Carmen. Clipboard, bergamot-and-clove sharpness arriving a half second before she does, the look she gives the room taking in Jennifer at the stove and me at the board and the onion situation in approximately one second.
"Good morning," she says, in the tone she reserves for situations she intends to understand fully without appearing to investigate them.
"Morning," Jennifer says, not turning around, spoon moving in steady circles.
Carmen's gaze settles on me with the pleasant patience of a woman who has managed this island for seven years and has seen everything and is simply adding this to the collection. "Sir. I wasn't aware you'd met our new chef."
I feel Jennifer go still at the stove, the movement stopping for exactly one beat before it resumes, and her scent does the thing that has been bothering me since I arrived, banks down tight and controlled and tells me absolutely nothing.
She turns around. She looks at me. Her face is professional and entirely pleasant and her eyes are doing the specific thing they do when she is being extremely careful about something.
"We haven't," she says. "Met."
I extend my hand across the island. "Santos Ferretti."
She wipes her hands on the cloth at her waist, crosses the kitchen, and takes it. Her grip is firm and her hand is warm and she looks directly at me with those green eyes and says, "Jennifer Sullivan.”
"One of our island's owners," Carmen adds pleasantly, looking between us with the expression of a woman tying a bow on a grenade. "And Jennifer is your new chef, sir.
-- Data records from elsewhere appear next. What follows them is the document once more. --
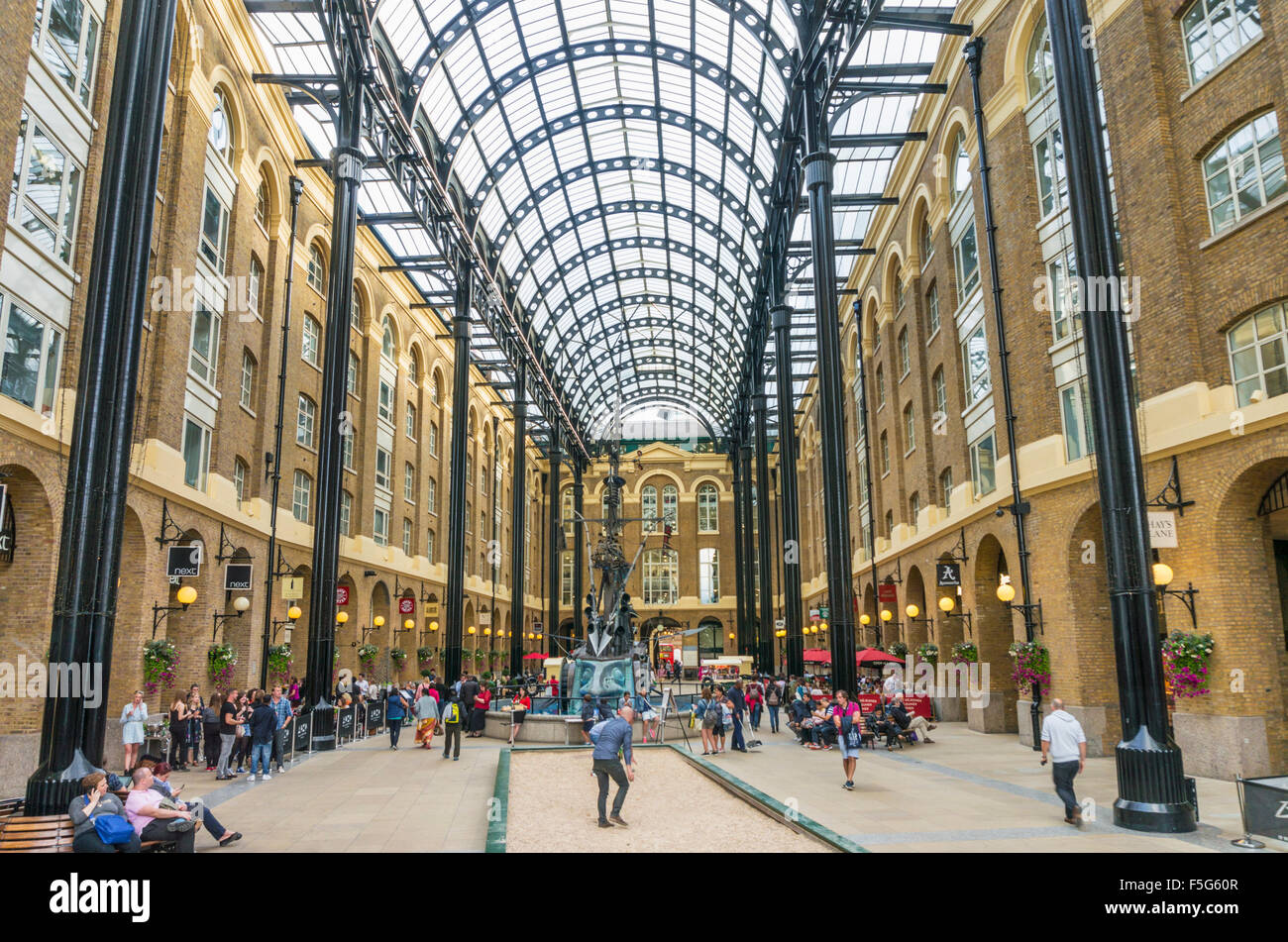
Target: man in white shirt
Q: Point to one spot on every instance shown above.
(1064, 741)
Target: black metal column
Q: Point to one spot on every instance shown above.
(1019, 506)
(554, 576)
(579, 546)
(270, 560)
(334, 418)
(89, 562)
(455, 628)
(836, 501)
(518, 515)
(764, 541)
(748, 550)
(867, 466)
(1151, 794)
(739, 488)
(787, 502)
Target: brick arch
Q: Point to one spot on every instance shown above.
(993, 633)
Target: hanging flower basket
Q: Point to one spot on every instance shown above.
(1031, 668)
(160, 661)
(1185, 663)
(279, 663)
(928, 653)
(219, 665)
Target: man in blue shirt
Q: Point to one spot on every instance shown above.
(614, 736)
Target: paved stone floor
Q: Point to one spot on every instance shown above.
(967, 791)
(365, 796)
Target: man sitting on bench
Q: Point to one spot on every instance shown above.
(154, 822)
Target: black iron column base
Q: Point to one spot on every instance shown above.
(1151, 787)
(322, 715)
(51, 791)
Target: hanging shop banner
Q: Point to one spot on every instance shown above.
(8, 527)
(1162, 529)
(346, 723)
(237, 576)
(183, 562)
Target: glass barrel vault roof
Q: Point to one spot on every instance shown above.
(619, 157)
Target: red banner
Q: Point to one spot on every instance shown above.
(915, 705)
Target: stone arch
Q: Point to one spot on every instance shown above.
(1016, 56)
(1253, 545)
(921, 211)
(956, 121)
(993, 629)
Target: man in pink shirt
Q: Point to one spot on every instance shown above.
(153, 822)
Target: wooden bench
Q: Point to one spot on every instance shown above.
(53, 834)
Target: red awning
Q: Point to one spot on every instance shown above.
(875, 655)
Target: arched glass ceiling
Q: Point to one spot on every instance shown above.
(618, 156)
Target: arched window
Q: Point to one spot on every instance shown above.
(220, 126)
(1244, 171)
(1215, 30)
(356, 309)
(661, 576)
(317, 270)
(386, 341)
(262, 203)
(960, 177)
(1038, 67)
(648, 507)
(671, 506)
(708, 576)
(708, 508)
(1258, 351)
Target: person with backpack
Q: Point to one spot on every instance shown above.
(773, 700)
(452, 719)
(263, 727)
(395, 710)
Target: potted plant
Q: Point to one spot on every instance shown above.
(219, 665)
(1185, 663)
(1031, 668)
(160, 661)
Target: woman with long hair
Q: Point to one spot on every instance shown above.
(133, 717)
(179, 717)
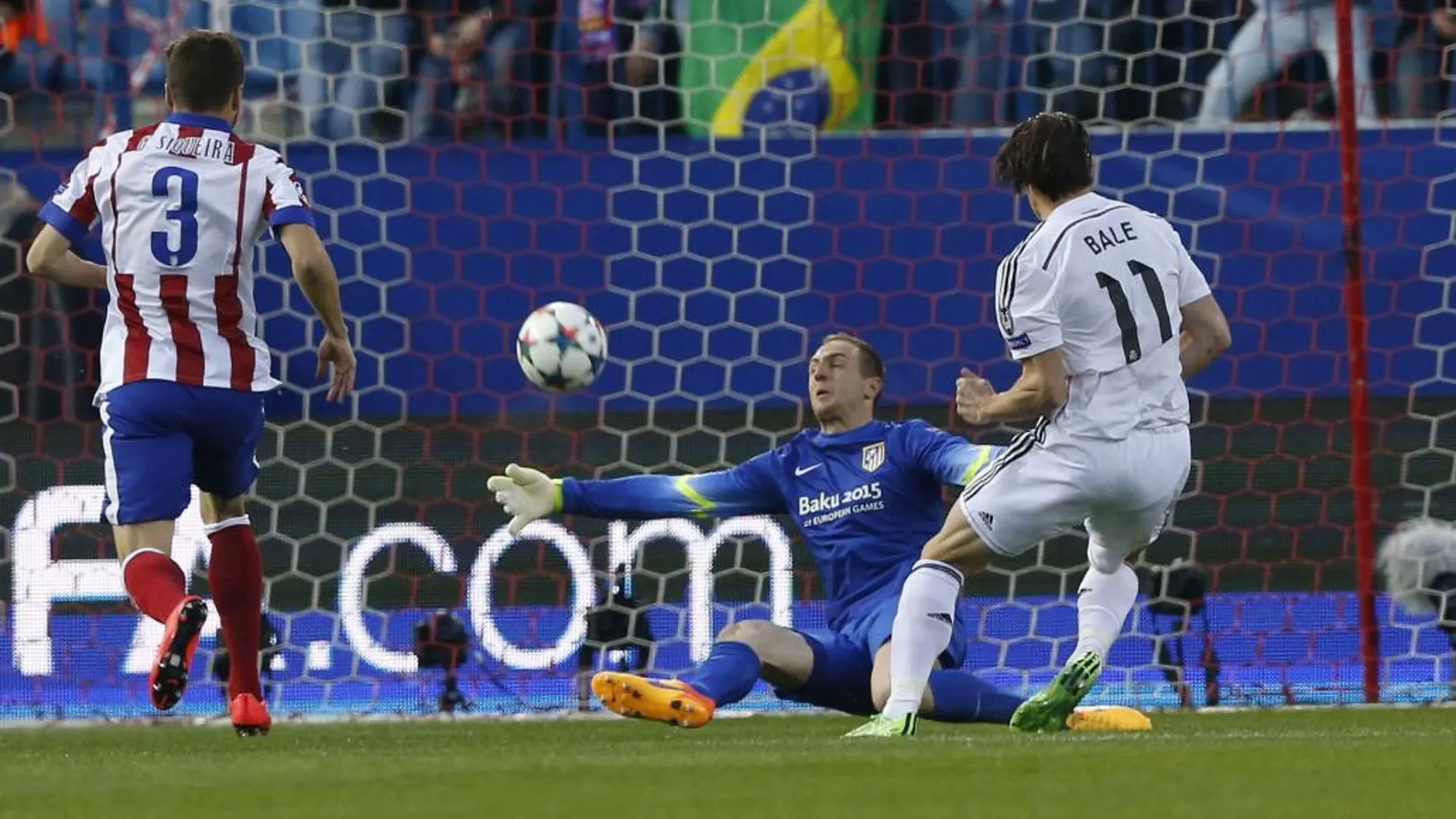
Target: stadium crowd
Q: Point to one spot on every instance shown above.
(478, 69)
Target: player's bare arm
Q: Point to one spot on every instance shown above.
(51, 258)
(1205, 335)
(315, 274)
(1040, 390)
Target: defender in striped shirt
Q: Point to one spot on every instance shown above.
(179, 207)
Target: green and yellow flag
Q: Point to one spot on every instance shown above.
(779, 64)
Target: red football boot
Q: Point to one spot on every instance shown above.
(249, 716)
(169, 674)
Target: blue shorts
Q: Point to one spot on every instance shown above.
(162, 438)
(844, 660)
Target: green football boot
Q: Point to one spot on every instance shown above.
(883, 726)
(1048, 710)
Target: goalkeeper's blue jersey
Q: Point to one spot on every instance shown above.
(867, 501)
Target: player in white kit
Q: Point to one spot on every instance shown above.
(1108, 315)
(182, 369)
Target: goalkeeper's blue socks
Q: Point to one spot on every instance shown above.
(727, 675)
(961, 697)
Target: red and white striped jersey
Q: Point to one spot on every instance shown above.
(181, 207)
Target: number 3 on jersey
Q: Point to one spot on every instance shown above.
(182, 211)
(1126, 323)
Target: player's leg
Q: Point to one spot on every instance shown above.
(1025, 496)
(226, 469)
(746, 652)
(953, 694)
(147, 488)
(1152, 469)
(960, 696)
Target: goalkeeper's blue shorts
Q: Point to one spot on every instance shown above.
(844, 660)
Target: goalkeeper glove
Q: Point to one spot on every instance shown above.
(524, 493)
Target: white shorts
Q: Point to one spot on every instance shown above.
(1048, 482)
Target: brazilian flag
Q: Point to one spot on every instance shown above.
(779, 64)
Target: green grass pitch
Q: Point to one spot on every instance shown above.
(1279, 764)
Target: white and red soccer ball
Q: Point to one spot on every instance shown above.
(561, 346)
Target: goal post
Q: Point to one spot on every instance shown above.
(717, 264)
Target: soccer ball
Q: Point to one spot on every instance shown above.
(561, 346)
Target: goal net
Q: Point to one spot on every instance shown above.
(720, 231)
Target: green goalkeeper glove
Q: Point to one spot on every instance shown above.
(524, 493)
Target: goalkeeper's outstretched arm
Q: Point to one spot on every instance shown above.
(747, 489)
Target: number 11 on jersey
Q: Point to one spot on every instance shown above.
(1132, 346)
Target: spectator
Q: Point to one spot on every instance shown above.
(22, 27)
(1415, 73)
(1276, 32)
(980, 95)
(357, 47)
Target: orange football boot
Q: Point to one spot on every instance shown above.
(658, 700)
(169, 674)
(1108, 718)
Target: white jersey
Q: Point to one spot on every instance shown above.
(181, 205)
(1104, 281)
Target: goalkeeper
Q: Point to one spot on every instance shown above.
(865, 493)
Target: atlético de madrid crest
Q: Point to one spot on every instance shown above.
(873, 457)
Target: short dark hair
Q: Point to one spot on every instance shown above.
(204, 69)
(870, 362)
(1051, 153)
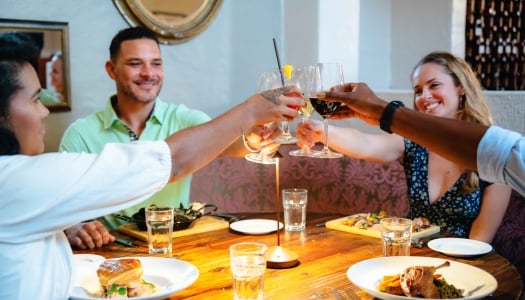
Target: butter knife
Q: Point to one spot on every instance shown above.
(125, 242)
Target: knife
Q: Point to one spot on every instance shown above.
(125, 242)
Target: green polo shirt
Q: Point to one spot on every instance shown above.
(91, 133)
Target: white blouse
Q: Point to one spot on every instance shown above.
(501, 158)
(42, 195)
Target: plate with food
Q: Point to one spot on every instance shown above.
(416, 277)
(459, 247)
(368, 224)
(255, 226)
(141, 278)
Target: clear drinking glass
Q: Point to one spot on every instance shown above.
(291, 76)
(266, 81)
(331, 75)
(310, 84)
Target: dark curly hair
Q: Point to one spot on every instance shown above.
(16, 50)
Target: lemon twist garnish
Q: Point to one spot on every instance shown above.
(287, 70)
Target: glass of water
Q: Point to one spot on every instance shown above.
(248, 264)
(159, 222)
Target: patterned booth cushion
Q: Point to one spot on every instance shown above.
(510, 237)
(343, 185)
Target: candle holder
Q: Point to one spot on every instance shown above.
(278, 257)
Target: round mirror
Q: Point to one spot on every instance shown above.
(173, 21)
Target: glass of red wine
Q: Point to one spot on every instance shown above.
(331, 74)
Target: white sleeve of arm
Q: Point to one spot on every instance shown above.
(501, 157)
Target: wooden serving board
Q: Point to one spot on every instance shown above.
(204, 224)
(338, 224)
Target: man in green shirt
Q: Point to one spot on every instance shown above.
(136, 113)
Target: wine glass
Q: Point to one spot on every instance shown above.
(331, 75)
(266, 81)
(310, 84)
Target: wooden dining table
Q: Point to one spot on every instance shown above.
(324, 257)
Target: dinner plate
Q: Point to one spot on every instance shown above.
(168, 274)
(367, 275)
(256, 226)
(459, 247)
(89, 258)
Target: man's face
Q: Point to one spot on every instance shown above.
(137, 70)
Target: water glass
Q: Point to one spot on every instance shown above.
(294, 204)
(248, 264)
(396, 236)
(159, 221)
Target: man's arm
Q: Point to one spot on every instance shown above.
(453, 139)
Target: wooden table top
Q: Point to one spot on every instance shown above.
(324, 254)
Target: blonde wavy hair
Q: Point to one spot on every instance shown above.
(472, 105)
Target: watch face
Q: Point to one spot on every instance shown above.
(386, 118)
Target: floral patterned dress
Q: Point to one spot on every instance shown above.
(455, 211)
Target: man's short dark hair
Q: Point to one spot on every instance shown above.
(127, 34)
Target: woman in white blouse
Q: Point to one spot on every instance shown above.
(42, 194)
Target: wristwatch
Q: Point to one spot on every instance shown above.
(388, 113)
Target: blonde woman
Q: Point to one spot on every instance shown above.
(442, 191)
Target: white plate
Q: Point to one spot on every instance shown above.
(89, 258)
(256, 226)
(168, 274)
(459, 247)
(368, 274)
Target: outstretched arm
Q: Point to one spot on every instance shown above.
(453, 139)
(194, 147)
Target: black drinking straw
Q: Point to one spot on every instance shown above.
(278, 61)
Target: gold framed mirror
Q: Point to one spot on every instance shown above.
(174, 21)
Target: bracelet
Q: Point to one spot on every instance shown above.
(245, 142)
(388, 113)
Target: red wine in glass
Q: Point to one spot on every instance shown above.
(324, 108)
(297, 95)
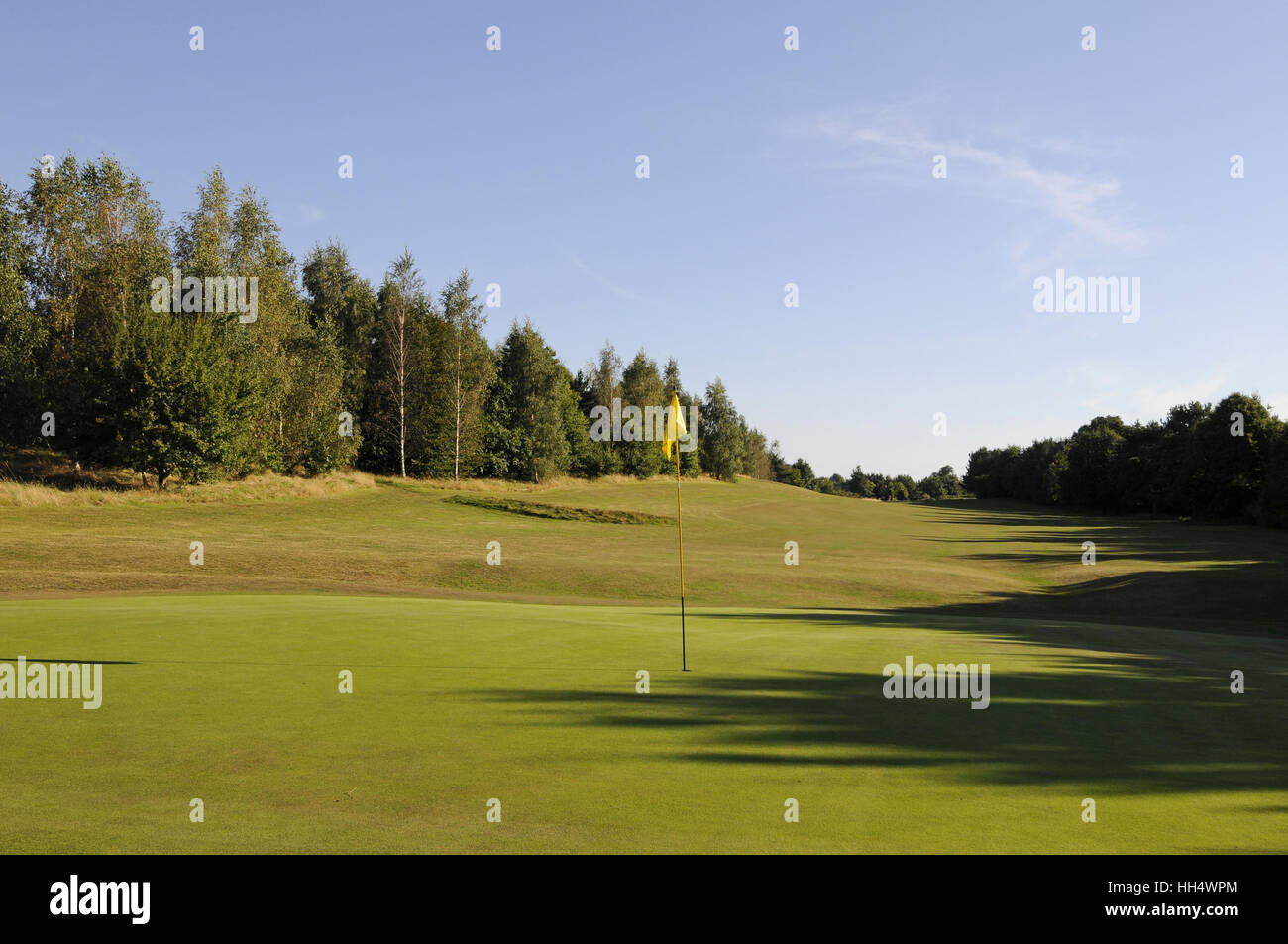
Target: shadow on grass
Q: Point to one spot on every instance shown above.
(1096, 724)
(1236, 578)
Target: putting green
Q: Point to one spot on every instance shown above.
(233, 699)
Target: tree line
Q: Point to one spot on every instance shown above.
(333, 371)
(1223, 463)
(397, 378)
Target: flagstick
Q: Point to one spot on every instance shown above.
(679, 519)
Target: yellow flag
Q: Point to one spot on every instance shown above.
(674, 426)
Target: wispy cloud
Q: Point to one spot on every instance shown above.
(604, 281)
(1073, 198)
(309, 213)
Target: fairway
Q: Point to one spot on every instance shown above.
(233, 699)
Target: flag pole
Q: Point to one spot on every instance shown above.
(679, 519)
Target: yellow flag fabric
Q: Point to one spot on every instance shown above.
(674, 426)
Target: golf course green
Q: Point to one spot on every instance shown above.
(518, 681)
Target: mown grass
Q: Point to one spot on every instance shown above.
(235, 699)
(1109, 682)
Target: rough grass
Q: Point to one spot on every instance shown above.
(559, 513)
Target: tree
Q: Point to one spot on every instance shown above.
(343, 304)
(527, 436)
(1235, 443)
(24, 335)
(601, 384)
(95, 244)
(468, 369)
(721, 445)
(402, 310)
(642, 387)
(172, 400)
(691, 460)
(1089, 480)
(861, 484)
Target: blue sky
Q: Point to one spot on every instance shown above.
(767, 167)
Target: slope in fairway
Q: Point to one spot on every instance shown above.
(235, 699)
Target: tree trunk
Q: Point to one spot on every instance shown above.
(456, 459)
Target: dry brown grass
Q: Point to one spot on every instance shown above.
(253, 488)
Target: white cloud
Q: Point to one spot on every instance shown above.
(1072, 198)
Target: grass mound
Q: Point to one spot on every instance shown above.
(562, 513)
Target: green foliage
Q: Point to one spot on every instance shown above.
(1220, 463)
(174, 400)
(721, 441)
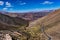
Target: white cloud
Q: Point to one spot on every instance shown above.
(5, 8)
(22, 3)
(8, 4)
(47, 2)
(1, 2)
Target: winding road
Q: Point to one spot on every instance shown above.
(43, 31)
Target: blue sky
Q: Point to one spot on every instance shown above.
(28, 5)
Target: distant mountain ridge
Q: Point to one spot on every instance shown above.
(31, 16)
(6, 21)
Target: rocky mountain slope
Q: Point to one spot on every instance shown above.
(9, 27)
(31, 16)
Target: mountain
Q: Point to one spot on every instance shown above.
(48, 26)
(31, 16)
(6, 22)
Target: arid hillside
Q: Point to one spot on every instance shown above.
(50, 24)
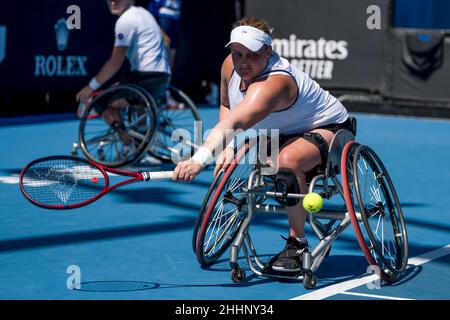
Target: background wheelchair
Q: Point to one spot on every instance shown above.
(353, 172)
(140, 119)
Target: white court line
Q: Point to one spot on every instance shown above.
(373, 296)
(364, 279)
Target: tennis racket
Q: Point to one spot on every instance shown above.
(67, 182)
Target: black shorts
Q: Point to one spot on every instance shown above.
(334, 127)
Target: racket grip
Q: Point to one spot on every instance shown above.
(159, 175)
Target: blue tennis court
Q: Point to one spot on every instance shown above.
(135, 242)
Excellent start."
"I'm sure," I say.
Jennifer has already turned back to the stove. Her shoulders are level. Her scent is still sitting too quiet in the warm air, controlled in a way that is not natural, the way you hold your breath when you do not want anyone to know you are holding it.
I set the knife down. "I'll leave you to it."
Carmen nods. Jennifer doesn’t look around, leaving my alpha purr with disappointment.